Sunday, September 22, 2013



California college bars student from handing out copies of Constitution

The Constitution guarantees the right to free speech, but don’t try to pass out copies of it at Modesto Junior College in California.

A student at the school who tried to pass out pocket-size pamphlets of the very document that memorializes our rights got shut down on Sept. 17 – a date also known as Constitution Day.

 Campus authorities told 25-year-old Robert Van Tuinen, who caught the whole thing on videotape, he could only pass out the free documents at a tiny designated spot on campus, and only then if he scheduled it several days in advance.

“Watching the video is a combination of depressing and nauseating, to see what rigamarole students have to go through just to express themselves on campus,” said Robert Shibley, senior vice president of the Foundation for Individual Rights in Education (FIRE), which has taken on campus speech codes around the nation.
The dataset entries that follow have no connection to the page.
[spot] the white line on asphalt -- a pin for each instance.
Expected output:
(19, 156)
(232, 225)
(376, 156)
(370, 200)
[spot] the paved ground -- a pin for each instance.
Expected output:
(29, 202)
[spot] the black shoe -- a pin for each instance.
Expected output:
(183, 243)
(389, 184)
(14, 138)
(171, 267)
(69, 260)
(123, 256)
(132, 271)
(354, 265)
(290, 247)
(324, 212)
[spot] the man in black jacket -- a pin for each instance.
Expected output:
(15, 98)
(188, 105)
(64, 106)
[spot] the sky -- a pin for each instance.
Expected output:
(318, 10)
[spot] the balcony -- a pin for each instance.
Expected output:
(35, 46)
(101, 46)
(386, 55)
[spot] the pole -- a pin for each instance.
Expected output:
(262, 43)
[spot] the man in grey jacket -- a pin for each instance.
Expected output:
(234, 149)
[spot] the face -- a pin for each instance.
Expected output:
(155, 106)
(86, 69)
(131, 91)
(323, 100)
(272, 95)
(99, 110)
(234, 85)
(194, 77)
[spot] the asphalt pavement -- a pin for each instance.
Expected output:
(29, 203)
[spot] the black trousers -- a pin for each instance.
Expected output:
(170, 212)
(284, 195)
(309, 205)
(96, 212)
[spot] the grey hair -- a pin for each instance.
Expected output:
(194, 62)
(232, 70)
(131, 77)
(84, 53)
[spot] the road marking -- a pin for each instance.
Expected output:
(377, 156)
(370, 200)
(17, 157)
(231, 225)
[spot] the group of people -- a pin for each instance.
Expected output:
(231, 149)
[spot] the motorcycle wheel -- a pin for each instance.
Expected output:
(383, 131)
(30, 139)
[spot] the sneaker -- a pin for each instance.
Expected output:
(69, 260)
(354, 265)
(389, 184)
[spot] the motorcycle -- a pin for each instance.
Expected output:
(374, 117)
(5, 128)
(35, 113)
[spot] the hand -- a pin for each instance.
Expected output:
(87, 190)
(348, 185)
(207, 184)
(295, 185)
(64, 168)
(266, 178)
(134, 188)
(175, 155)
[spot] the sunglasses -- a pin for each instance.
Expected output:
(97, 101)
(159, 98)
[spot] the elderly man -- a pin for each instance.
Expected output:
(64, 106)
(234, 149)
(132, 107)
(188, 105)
Van Tuinen, who said he’d read up on the school’s regulations and expected to get chased away from outside the student center, went to FIRE with the video. The foundation penned an email letter to the school’s administration on Van Tuinen’s behalf early Thursday, but Shibley said there had been no response later in the day.

A spokeswoman for the college tells FoxNews.com that students and the general public are permitted to pass out materials in areas on campus that are generally available to the public, as long as they do not disrupt the orderly operations of the college.

"In the case of the YouTube video, it does not appear that the student was disrupting the orderly operations of the college and therefore we are looking into the incident," Modesto Junior College Marketing and Public Relations officer Linda Hoile said.

In the video, Van Tuinen is confronted by an unidentified campus police officer within minutes of passing out the pamphlets. When he protests, he is told “there are rules.”

“But do you know what this is?” he asks. “What are the rules? Why are the rules tied to my free speech?”

"It was a tense situation," Van Tuinen, who is from Modesto, told FoxNews.com. "To be told I can't do something as basic as handing out the Constitution was frustrating."

Eventually, the police officer escorts Van Tuinen into an administrative office, where an unidentified woman shows him a binder with rules she says govern free speech on campus

Source

6 comments:

Anonymous said...

"To conquer a nation without the use of military force, you must first control the minds of their young..." -- Karl Marx

Anonymous said...

Every US veteran that fought for freedom did so in vain. Every US soldier that now fights for freedom does so for a lie.

Anonymous said...

Free speech with rules is not free speech.

Dean said...

According to the source article one college rule has afree speech area that must be scheduled several days in advance. That leads one to wonder if the content also has to be allowed.

Then we read: "A spokeswoman for the college tells FoxNews.com that students and the general public are permitted to pass out materials in areas on campus that are generally available to the public, as long as they do not disrupt the orderly operations of the college."

It appears that some employees don't know the rule book. Obviously neither the security officer or the 'unidentified woman' don't.

Anonymous said...

The "free speech zone" was probably far from the student center where all the students congregate. Anyway, the presence of a "free speech zone" implies that the rest of the campus is a non free speech zone!

Anonymous said...

This is the communist utopia of Mexifornia, where the Constitution is only valid when it protects the furtherance of the Leftist agenda.
It is no longer part of the "New America", which will be reserved for (real) Americans (only), and where all others will enter at their own risk.